7. Review Data Retention Policies

With the enactment of the USA Patriot Act in 2001 ("Uniting and Strengthening America by Providing Appropriate Tools Required to Intercept and Obstruct Terrorism Act of 2001"), data retention has become a security hot spot.

Setting record-retention policies, never easy, has become even more difficult. According to Fred Beshears, senior strategist at Educational Technology Services at the University of California-Berkeley, FERPA, an older government mandate to protect student records, conflicts with the Patriot Act, which allows for governmental access to student records in some cases. In short, Beshears says, "You get into all these gnarly problems on [privacy]."

For an in-depth discussion of the conflicts of privacy and security on today's campus, and some insights into the issue, read the in-depth discussion by Kent Wada, information technology security and policy coordinator at the University of California-Los Angeles.

Among other things, Wada notes that in the face of the Patriot Act and other legislation, security concerns regarding e-mail become more difficult than ever and probably need to be reviewed and reassessed. "The balancing act is to keep relevant data only as long as it is legitimately needed, and no longer, lest it become a liability."

"The balancing act is to keep relevant data only as long as it is legitimately needed, and no longer, lest it become a liability."

He notes that this same balancing act applies in other areas of data as well: "This is also true for electronic records of another sort: computer transaction logs. Web servers, e-mail servers, and other network devices all automatically note when services are used… Policies should be viewed in the larger records management context rather than as a separate effort. "

8. Curb File Sharing

The still hugely popular practice of file sharing, particularly videos and music, via peer-to-peer software, remains an obvious Achilles heel.

As Wada notes in his article on campus security versus privacy, recording and motion picture industry executives are pushing schools to do more to curb illicit file sharing, thus turning up the heat on IT administrators. Not only is file sharing generally illegal, depending on what's being shared, but peer-to-peer networks, of course, are a huge security risk.

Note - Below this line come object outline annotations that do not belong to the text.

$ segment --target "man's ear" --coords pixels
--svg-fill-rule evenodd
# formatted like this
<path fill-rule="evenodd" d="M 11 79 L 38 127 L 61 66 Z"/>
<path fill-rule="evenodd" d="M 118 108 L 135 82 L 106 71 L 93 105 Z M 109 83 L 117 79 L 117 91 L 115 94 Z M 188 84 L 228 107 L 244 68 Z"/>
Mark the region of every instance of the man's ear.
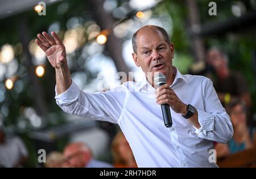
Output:
<path fill-rule="evenodd" d="M 172 59 L 174 57 L 174 44 L 173 43 L 171 42 L 171 44 L 170 44 L 169 46 L 170 46 L 170 49 L 171 50 L 171 53 L 172 54 L 171 57 Z"/>
<path fill-rule="evenodd" d="M 141 65 L 139 64 L 139 61 L 138 61 L 137 54 L 134 52 L 132 53 L 132 55 L 133 55 L 133 60 L 134 61 L 134 63 L 135 63 L 136 66 L 138 67 L 140 67 Z"/>

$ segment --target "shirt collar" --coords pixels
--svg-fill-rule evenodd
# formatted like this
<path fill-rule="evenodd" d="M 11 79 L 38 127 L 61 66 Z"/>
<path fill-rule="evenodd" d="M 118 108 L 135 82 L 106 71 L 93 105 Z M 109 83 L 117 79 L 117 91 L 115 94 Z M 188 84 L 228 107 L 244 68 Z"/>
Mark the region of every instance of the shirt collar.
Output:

Many colleges and universities are fighting the file-sharing issue through attempts at education on their Web sites. For example, the University of California at Davis offers this article for students on legitimate music download sites and options: http://technews.ucdavis.edu/news2.cfm?id=623. Also, articles like this one on the University of Wisconsin-Madison Web site , which clearly state that the recording industry in now prosecuting individuals for file-sharing violations, are becoming more common. And Penn State is modeling for students the good practice of staying within the law by providing students with legal means to download music files. As part of the education process, and to remind students of the facts about file sharing, consider posting similar information and tools on your own campus Web site or portal if you haven't already.

An Ongoing Challenge

IT administrators tasked with campus security face special challenges. But the struggle for a secure campus isn't a futile one; there are many steps you can take to help ensure that you, along with faculty, students and staff, sleep easier at night. In general, it's probably best to look at security as an ongoing challenge, one that will require some of your resources for a long time to come.

In fact, Rochester Institute of Technology's Barbour predicts that things will get worse before they get better, as society and IT experts only gradually get security issues under control and can begin to act proactively. "We're just seeing the tip of the iceberg. The worst of it is yet to come, and it's going to take a while to catch up." Accept the security challenge and begin now to tighten your campus networks.